A semantics for JSON

[Warning: here there be PL geekery.]

In a discussion about Lloyd Hilaiel‘s cool new JSONSelect library, Rob Sayre pointed out that the library shouldn’t permit ordered access to JSON objects. This got me thinking about the fact that the JSON RFC defines a syntax without a semantics. And yet the introduction makes a semantic claim:

An object is an unordered collection of zero or more name/value pairs, where a name is a string and a value is a string, number, boolean, null, object, or array.

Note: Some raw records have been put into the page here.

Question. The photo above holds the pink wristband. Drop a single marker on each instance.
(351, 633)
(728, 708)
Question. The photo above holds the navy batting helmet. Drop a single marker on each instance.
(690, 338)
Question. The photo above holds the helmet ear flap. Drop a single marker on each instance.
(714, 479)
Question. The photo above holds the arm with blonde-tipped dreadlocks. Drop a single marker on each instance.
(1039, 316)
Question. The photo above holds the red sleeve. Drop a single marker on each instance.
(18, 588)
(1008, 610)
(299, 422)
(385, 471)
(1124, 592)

This claim from the introduction isn’t specified anywhere in the RFC. But it’s not too hard to provide a semantics that does. To keep things simple, let me just assume an existing semantics for Unicode strings and IEEE754 double-precision floating-point numbers, where UnicodeValue(s) produces the Unicode string for a JSON string literal s, and DoubleValue(n) produces the IEEE754 double-precision floating-point number value for the JSON number literal n.

Here goes!

Values

A JSON value is a member of one of the following disjoint sets:

  • Unicode strings
  • IEEE754 numbers
  • the constants { true, false, null }
  • JSON arrays
  • JSON objects

A JSON array is a finite sequence of JSON values. (I’ll write [] for the empty array, [ v ] for the singleton array containing the JSON value v, and a1a2 for array concatenation.)

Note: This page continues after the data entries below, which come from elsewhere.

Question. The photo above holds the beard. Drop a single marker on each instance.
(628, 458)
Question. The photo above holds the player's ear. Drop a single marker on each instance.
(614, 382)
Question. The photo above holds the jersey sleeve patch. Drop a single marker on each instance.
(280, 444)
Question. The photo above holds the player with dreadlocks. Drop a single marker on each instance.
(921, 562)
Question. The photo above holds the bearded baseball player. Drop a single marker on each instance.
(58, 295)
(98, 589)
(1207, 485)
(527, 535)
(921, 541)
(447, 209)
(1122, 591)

A JSON object is a finite set of (Unicode string, JSON value) pairs.

Operations

Selecting the keys of a JSON object:

keys(o) = { s | (s, v)o }

Extending a JSON object:

extend(o, s, v) = (o{ (s, v) }) ∪ { (s, v) }
if (s, v)o
extend(o, s, v) = o{ (s, v) }
if skeys(o)

Looking up properties on a JSON object:

lookup(o, s) = v
if (s, v)o

Note that lookup is partial: lookup(o, s) is unspecified when skeys(o).

Interpretation

Now that we have the data model, we can define the interpretation of the syntax:

Value(string) = UnicodeValue(string)
Value(number) = DoubleValue(number)
Value({}) =
Value({ members }) = ObjectValue(members)
Value([]) = []
Value([ elements ]) = ArrayValue(elements)

ObjectValue(s : v) = { (UnicodeValue(s), Value(v)) }
ObjectValue(members, s : v) = extend(ObjectValue(members), UnicodeValue(s), Value(v))

ArrayValue(v) = [ Value(v) ]
ArrayValue(v, elements) = Value(v) ⋅ ArrayValue(elements)

That’s it!

With this data model, you can now show that the order of object properties doesn’t matter, except insofar as when there are duplicate keys, later ones replace earlier ones.

4 Responses to A semantics for JSON

  1. Heh, I like.

    So I’m wondering, that very last line, doesn’t that on it’s own proof that there is in fact an ordering? And that it is (ok, or could be) important?

    In fact, this goes for the two main data structures in json. Array is an implicitly ordered list (ordered as is), at least when converted to an object in js.

    And for the object order seems to matter as well. And even though the spec clearly and explicitly doesn’t define an ordering for object literals, we all know that the de facto standard deviates from that (albeit not very cross browser).

    Of course, JSON itself has little to do with browsers. But I still wouldn’t say that there’s no order, strictly speaking.

    Oh and talking about strict, what happens if you have two keys of the same name and you try to evaluate it in strict mode? It should reject an object with two keys on the same level with the same (canonical) name. Does that count for JSON.parse as well?

  2. @Peter: Here’s a concrete example to show where order matters and where it doesn’t. Let’s say that parse is the function that takes JSON syntax and produces an AST. You can now easily use the semantics to prove that Value(parse(“{ \”x\” : 1, \”x\” : 2 }”)) ≠ Value(parse(“{ \”x\” : 2, \”x\” : 1 }”)), but Value(parse(“{ \”x\” : 1, \”y\” : 1 }”)) = Value(parse(“{ \”y\” : 1, \”x\” : 1 }”)).

    See the difference? The order of the syntax matters, but in the semantics, objects are unordered. We can now actually prove that many JSON syntaxes that are different on the surface are supposed to be indistinguishable in the semantics. Which is a formal way of demonstrating what Rob Sayre was saying, namely, that you shouldn’t expose the order of properties in a parsed JSON object.

  3. As for strict mode, JSON is not defined in terms of JavaScript. It’s just a data interchange format. It happens to have a syntax based on JavaScript, and it happens to have an implementation specified in the JavaScript standard, but AFAIK the JSON standard is the RFC. So there’s no reason why strict mode should have any bearing on the definition of JSON.

  4. Still a bit curious whether engines apply their strict mode logic to parsing json ;) Wouldn’t be surprised it at least one did.